O valor da segunda edição do cheque-livro é de 30 euros (contra os anteriores 20 euros) e pode ser utilizado pelos beneficiários - residentes em Portugal nascidos em 2007 e 2008 - entre 2 de janeiro e 30 de junho de 2026.
Entre as alterações está também a possibilidade de utilizar o cheque-livro para comprar um livro a um preço mais baixo. Por outras palavras, passa a ser possível comprar um livro por 29 euros. "Se um jovem quisesse escolher um livro por 19 euros, não podia usar o vale; só podia ser por 20 ou 21 euros. Esta era uma regra que não fazia sentido para nós. Corrigimo-la", explicou a Ministra da Cultura, Margarida Balseiro Lopes, usando como exemplo o preço anteriormente aplicado.
"A promoção de hábitos de leitura entre as crianças e os jovens é particularmente importante, uma vez que é nestas fases da vida que se formam as disposições duradouras de interesse pelo conhecimento, pensamento crítico e participação na vida cultural. O contacto regular com os livros contribui para a formação de leitores autónomos e para a construção de percursos pessoais e profissionais mais informados e conscientes", refere o regulamento do programa.
O vale só pode ser utilizado para a compra de livros não escolares e nas livrarias aderentes. Para serem elegíveis, os estabelecimentos têm de ter um espaço físico, emitir facturas electrónicas e estar dedicados (CNAE) à venda a retalho de livros em estabelecimentos especializados, independentemente da sua forma jurídica.
Resta saber como esse desconto será aplicado aos livros digitais (e-books), que aparecem em leitores como Kobo ou Kindle.
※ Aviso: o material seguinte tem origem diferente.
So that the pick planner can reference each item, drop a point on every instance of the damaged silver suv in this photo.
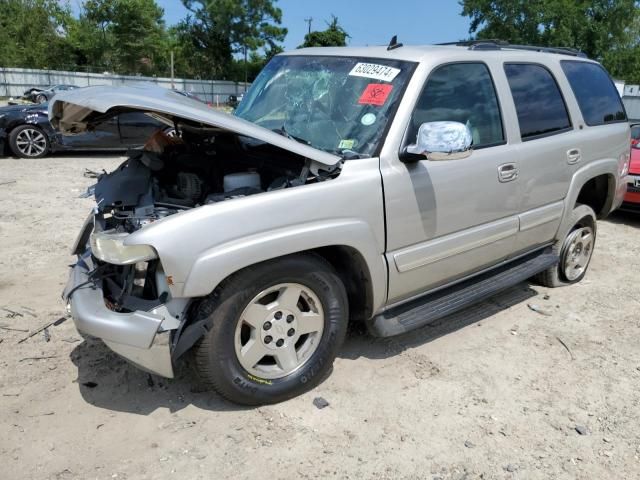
(391, 186)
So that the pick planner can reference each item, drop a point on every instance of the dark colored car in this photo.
(44, 94)
(26, 132)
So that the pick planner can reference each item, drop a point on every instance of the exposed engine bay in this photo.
(201, 166)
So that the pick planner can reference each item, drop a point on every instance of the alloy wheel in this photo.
(279, 330)
(577, 252)
(31, 142)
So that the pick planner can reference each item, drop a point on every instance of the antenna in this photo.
(309, 20)
(393, 44)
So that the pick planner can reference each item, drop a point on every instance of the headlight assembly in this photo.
(109, 247)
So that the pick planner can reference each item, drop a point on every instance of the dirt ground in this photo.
(498, 391)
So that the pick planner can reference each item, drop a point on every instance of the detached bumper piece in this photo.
(137, 336)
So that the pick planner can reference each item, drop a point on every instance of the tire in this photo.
(577, 244)
(29, 141)
(238, 312)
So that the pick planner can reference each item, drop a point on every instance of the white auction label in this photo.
(375, 71)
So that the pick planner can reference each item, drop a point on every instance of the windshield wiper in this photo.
(284, 133)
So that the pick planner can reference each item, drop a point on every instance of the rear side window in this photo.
(461, 92)
(596, 94)
(539, 103)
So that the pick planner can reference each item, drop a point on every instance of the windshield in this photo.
(338, 104)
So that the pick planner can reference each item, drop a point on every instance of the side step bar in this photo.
(431, 307)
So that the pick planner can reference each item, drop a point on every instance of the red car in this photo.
(632, 197)
(635, 134)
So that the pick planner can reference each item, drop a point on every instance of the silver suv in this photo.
(390, 186)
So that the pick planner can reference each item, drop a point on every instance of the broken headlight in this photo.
(109, 247)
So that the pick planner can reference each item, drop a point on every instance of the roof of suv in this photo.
(418, 53)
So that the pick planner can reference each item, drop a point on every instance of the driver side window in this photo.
(461, 92)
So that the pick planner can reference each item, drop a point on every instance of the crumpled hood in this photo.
(71, 113)
(23, 108)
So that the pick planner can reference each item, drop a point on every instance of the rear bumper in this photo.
(137, 336)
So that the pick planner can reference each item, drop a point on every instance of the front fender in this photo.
(198, 248)
(220, 261)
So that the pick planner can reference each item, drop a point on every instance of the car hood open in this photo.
(74, 111)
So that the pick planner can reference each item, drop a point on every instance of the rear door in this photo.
(547, 146)
(136, 128)
(105, 135)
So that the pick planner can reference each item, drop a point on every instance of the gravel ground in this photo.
(498, 391)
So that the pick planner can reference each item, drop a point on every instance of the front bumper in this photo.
(140, 337)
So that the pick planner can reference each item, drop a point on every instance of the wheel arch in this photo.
(350, 265)
(595, 185)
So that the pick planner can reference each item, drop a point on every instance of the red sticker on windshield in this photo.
(375, 94)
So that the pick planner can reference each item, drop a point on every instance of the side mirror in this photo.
(441, 141)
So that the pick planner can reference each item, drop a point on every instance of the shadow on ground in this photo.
(106, 381)
(623, 217)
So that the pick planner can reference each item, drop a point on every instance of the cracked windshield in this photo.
(340, 105)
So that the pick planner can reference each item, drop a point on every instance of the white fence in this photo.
(14, 82)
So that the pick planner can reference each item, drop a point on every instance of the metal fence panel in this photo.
(14, 81)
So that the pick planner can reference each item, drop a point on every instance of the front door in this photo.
(448, 219)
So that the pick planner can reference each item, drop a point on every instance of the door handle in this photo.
(507, 172)
(573, 156)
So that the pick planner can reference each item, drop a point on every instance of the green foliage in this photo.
(606, 30)
(228, 27)
(33, 33)
(333, 36)
(130, 37)
(124, 36)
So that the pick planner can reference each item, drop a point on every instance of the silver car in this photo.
(391, 186)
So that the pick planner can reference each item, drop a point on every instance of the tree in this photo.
(33, 33)
(125, 36)
(606, 30)
(238, 26)
(333, 36)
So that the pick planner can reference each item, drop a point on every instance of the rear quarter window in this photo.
(539, 104)
(595, 92)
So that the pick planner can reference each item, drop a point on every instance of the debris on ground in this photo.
(566, 347)
(11, 313)
(539, 310)
(11, 329)
(46, 357)
(55, 323)
(582, 430)
(320, 403)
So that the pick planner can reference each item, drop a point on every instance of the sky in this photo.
(371, 22)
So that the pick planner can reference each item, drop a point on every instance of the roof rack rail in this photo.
(494, 44)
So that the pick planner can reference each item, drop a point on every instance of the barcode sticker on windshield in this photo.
(375, 71)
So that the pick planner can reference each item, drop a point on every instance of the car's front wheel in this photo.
(28, 141)
(275, 330)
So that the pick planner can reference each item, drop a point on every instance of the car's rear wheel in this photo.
(28, 141)
(275, 330)
(574, 250)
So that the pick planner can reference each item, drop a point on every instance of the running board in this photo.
(426, 309)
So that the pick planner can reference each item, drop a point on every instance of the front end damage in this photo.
(118, 290)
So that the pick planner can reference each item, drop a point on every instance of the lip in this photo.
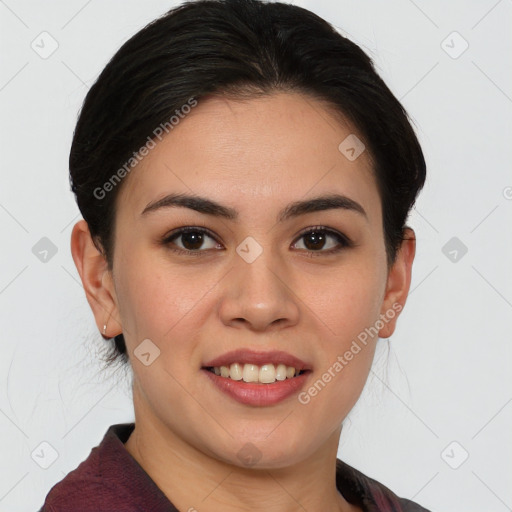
(255, 394)
(244, 356)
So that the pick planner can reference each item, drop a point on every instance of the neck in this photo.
(193, 480)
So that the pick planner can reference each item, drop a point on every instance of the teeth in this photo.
(265, 374)
(250, 373)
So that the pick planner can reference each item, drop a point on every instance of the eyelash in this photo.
(343, 241)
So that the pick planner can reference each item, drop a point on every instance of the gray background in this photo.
(444, 391)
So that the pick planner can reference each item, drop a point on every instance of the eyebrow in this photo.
(295, 209)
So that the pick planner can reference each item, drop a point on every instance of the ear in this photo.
(96, 279)
(398, 283)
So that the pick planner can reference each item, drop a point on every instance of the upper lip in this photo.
(244, 356)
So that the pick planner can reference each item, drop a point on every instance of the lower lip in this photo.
(251, 393)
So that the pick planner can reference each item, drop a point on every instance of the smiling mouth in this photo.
(264, 374)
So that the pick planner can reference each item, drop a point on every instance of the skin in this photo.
(255, 156)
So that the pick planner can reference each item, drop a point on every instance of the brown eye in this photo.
(321, 240)
(192, 240)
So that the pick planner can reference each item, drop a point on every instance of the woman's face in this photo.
(256, 282)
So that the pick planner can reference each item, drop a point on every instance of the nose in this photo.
(259, 295)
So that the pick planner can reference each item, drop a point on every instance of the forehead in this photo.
(247, 154)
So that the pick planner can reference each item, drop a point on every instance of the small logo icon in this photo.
(454, 45)
(454, 249)
(249, 249)
(351, 147)
(146, 352)
(249, 455)
(44, 45)
(44, 455)
(454, 455)
(44, 250)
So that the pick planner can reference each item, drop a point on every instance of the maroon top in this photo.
(110, 479)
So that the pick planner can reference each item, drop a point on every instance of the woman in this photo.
(245, 177)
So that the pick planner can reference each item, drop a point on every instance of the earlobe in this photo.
(96, 280)
(398, 283)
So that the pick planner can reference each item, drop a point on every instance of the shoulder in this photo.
(96, 483)
(369, 493)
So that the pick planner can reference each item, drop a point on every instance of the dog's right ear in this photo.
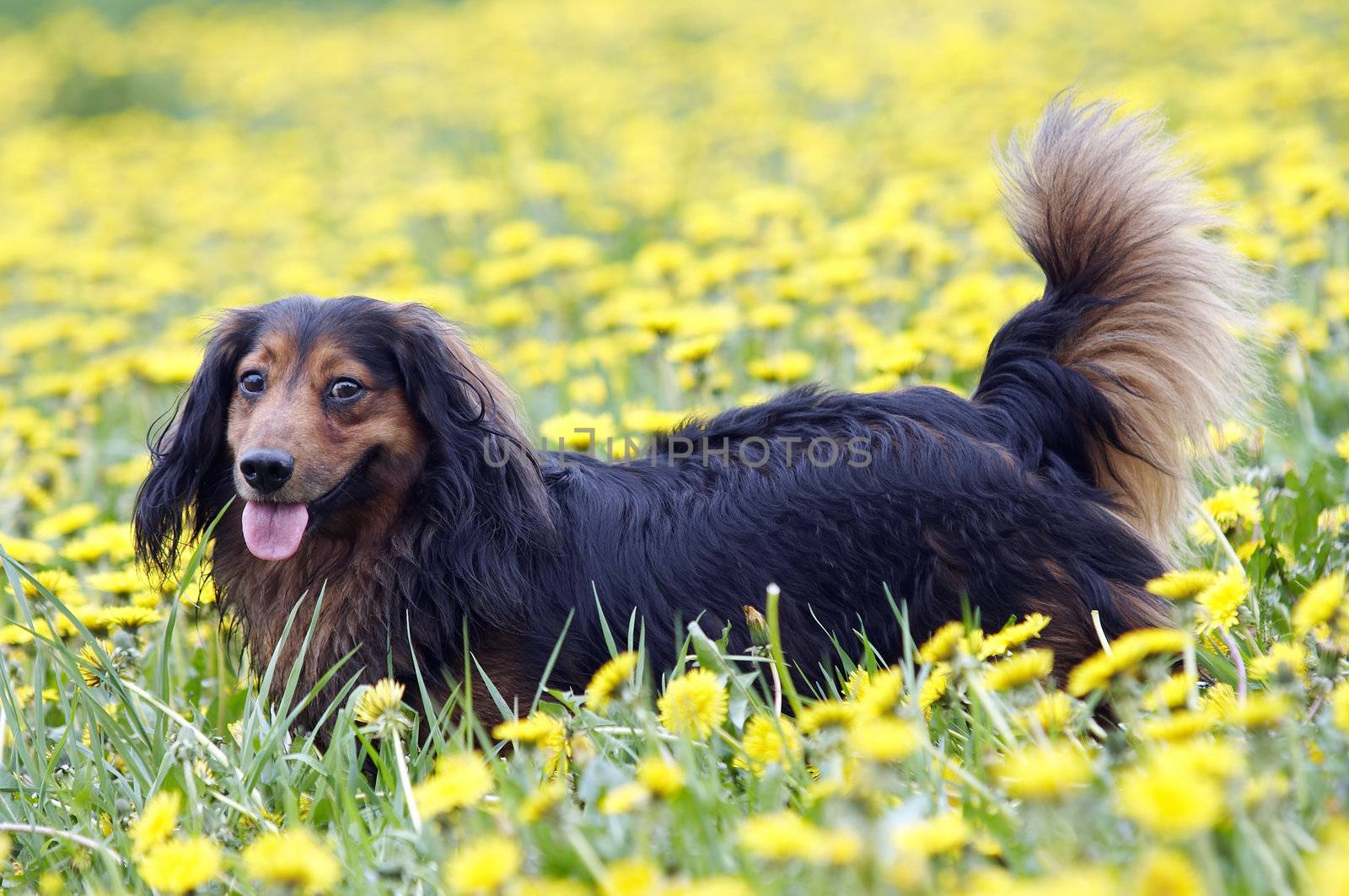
(189, 462)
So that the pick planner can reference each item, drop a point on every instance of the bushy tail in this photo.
(1132, 350)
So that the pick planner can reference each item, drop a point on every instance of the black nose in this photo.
(266, 469)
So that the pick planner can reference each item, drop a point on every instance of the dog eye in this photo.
(253, 382)
(344, 389)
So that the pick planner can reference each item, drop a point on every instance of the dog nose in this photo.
(266, 469)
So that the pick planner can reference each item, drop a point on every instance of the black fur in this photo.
(989, 498)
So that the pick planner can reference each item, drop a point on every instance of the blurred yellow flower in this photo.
(180, 865)
(1045, 772)
(1018, 669)
(485, 865)
(1169, 801)
(661, 776)
(1169, 873)
(292, 858)
(459, 781)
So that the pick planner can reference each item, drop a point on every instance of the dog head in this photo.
(320, 417)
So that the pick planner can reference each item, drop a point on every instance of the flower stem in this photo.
(406, 784)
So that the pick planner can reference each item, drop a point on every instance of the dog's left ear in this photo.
(189, 473)
(481, 455)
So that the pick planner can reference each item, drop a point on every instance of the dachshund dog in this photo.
(374, 460)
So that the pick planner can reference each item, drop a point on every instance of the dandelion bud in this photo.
(759, 626)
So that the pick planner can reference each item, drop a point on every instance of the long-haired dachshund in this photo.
(374, 459)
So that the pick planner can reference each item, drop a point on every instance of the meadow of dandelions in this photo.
(642, 211)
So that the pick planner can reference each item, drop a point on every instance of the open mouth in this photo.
(273, 530)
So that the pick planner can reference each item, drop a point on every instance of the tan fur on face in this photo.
(290, 416)
(1106, 212)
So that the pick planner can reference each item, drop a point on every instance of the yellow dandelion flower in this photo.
(1283, 659)
(1328, 868)
(876, 694)
(1169, 873)
(1171, 693)
(130, 617)
(607, 679)
(91, 667)
(1045, 772)
(537, 729)
(292, 858)
(1051, 713)
(1340, 706)
(379, 707)
(180, 865)
(884, 740)
(946, 833)
(483, 865)
(787, 835)
(1329, 520)
(769, 743)
(157, 822)
(1220, 698)
(459, 781)
(1126, 653)
(1182, 584)
(661, 776)
(67, 521)
(1170, 802)
(694, 705)
(1319, 605)
(942, 644)
(1223, 598)
(1018, 669)
(1178, 725)
(1233, 505)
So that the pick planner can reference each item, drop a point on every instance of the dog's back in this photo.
(1056, 489)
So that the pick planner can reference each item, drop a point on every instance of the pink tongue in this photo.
(271, 530)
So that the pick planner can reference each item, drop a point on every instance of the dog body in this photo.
(382, 464)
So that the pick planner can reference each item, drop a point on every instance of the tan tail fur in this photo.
(1110, 213)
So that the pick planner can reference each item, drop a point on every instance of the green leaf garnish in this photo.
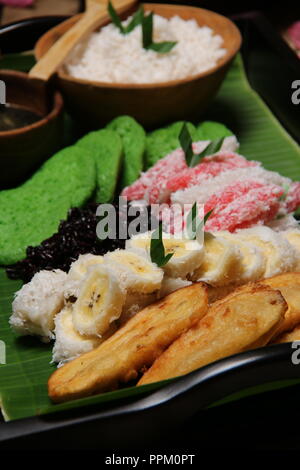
(212, 147)
(157, 249)
(115, 18)
(135, 21)
(193, 222)
(186, 141)
(147, 32)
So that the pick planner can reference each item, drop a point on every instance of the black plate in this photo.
(132, 423)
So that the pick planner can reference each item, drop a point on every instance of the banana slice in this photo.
(76, 273)
(134, 272)
(221, 264)
(68, 342)
(253, 261)
(134, 303)
(188, 254)
(99, 303)
(293, 237)
(171, 284)
(280, 255)
(79, 268)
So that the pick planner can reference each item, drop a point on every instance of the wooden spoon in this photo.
(95, 13)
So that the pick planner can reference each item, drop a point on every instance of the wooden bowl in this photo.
(95, 103)
(23, 150)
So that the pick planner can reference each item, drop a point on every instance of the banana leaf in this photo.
(23, 379)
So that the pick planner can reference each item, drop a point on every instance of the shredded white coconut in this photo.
(36, 304)
(215, 184)
(109, 56)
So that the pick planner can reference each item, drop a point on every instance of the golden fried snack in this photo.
(289, 286)
(244, 320)
(219, 292)
(290, 336)
(134, 346)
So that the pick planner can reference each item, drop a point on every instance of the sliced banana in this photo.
(76, 273)
(68, 342)
(293, 237)
(100, 301)
(171, 284)
(134, 303)
(221, 264)
(279, 253)
(79, 268)
(135, 273)
(187, 257)
(253, 261)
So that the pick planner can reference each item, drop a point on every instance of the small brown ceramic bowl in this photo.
(95, 103)
(22, 150)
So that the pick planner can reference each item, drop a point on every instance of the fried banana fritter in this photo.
(134, 346)
(288, 337)
(243, 320)
(289, 286)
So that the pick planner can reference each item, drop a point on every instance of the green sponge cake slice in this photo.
(107, 150)
(31, 213)
(161, 142)
(134, 140)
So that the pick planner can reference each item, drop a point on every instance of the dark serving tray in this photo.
(131, 424)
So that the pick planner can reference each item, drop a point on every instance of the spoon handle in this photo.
(57, 54)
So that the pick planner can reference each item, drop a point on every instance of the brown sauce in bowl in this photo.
(14, 117)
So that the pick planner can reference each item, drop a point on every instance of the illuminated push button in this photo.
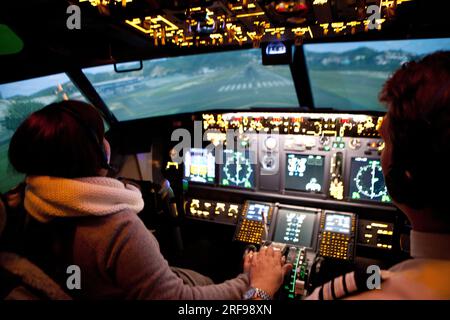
(299, 287)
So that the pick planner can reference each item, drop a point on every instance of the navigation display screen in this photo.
(295, 227)
(256, 211)
(339, 223)
(304, 172)
(237, 170)
(199, 166)
(367, 180)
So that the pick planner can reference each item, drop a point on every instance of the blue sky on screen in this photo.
(31, 86)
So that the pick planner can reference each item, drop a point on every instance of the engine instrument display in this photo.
(338, 223)
(367, 180)
(304, 172)
(199, 166)
(237, 170)
(256, 211)
(295, 227)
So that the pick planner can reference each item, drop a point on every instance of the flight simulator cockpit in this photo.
(262, 121)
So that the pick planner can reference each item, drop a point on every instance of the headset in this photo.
(408, 189)
(92, 136)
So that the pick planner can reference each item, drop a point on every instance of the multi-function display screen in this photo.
(304, 172)
(367, 180)
(199, 166)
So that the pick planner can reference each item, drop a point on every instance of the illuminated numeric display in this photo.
(199, 166)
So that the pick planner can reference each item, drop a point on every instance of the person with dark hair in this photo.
(415, 163)
(90, 220)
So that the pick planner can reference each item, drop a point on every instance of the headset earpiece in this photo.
(99, 145)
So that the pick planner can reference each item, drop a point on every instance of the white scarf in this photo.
(48, 197)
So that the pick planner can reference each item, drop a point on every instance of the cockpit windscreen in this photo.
(226, 80)
(350, 75)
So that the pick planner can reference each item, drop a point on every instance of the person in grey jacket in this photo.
(62, 150)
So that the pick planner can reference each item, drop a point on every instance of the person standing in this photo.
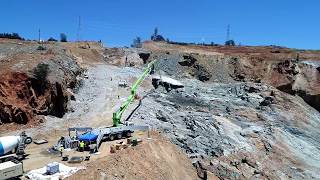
(61, 149)
(81, 146)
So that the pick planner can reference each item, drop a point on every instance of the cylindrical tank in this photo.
(8, 143)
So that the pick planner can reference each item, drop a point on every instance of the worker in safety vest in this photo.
(81, 146)
(61, 149)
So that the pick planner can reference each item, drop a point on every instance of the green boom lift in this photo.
(116, 117)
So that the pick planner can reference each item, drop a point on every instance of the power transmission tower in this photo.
(39, 38)
(79, 29)
(228, 33)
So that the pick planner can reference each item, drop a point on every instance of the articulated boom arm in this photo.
(116, 117)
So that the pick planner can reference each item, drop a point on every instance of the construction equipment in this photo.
(116, 117)
(94, 137)
(14, 146)
(11, 155)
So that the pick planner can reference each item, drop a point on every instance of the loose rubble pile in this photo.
(239, 130)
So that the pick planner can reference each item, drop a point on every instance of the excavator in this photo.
(119, 129)
(116, 117)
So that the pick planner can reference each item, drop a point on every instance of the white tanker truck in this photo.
(11, 155)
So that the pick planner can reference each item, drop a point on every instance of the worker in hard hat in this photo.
(81, 146)
(61, 149)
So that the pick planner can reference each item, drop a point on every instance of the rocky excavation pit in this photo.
(37, 84)
(240, 113)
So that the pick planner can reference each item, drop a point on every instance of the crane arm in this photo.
(116, 117)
Durante a votação do Orçamento do Estado para 2026 (OE2026), o Parlamento aprovou a proposta do partido Chega de alargar o cheque-livro concedido aos jovens que completam 18 anos em 2026 aos livros electrónicos.
A medida estipula que "na edição de 2026 do Programa Cheque-Livro, é criado um cheque-livro, nos mesmos termos do cheque-livro para livros físicos, no valor de 60 euros, beneficiando as pessoas singulares residentes em território nacional, titulares de cartão de cidadão e que completem 18 anos nesse ano civil". No entanto, o diploma não faz qualquer referência aos livros electrónicos.
Em conferência de imprensa após a reunião do Conselho de Ministros da semana passada, o Ministro da Cultura, Juventude e Desporto referiu que "a redação da proposta em causa não é muito clara", pelo que iriam "aguardar a entrada em vigor do Orçamento para a estudar com mais detalhe".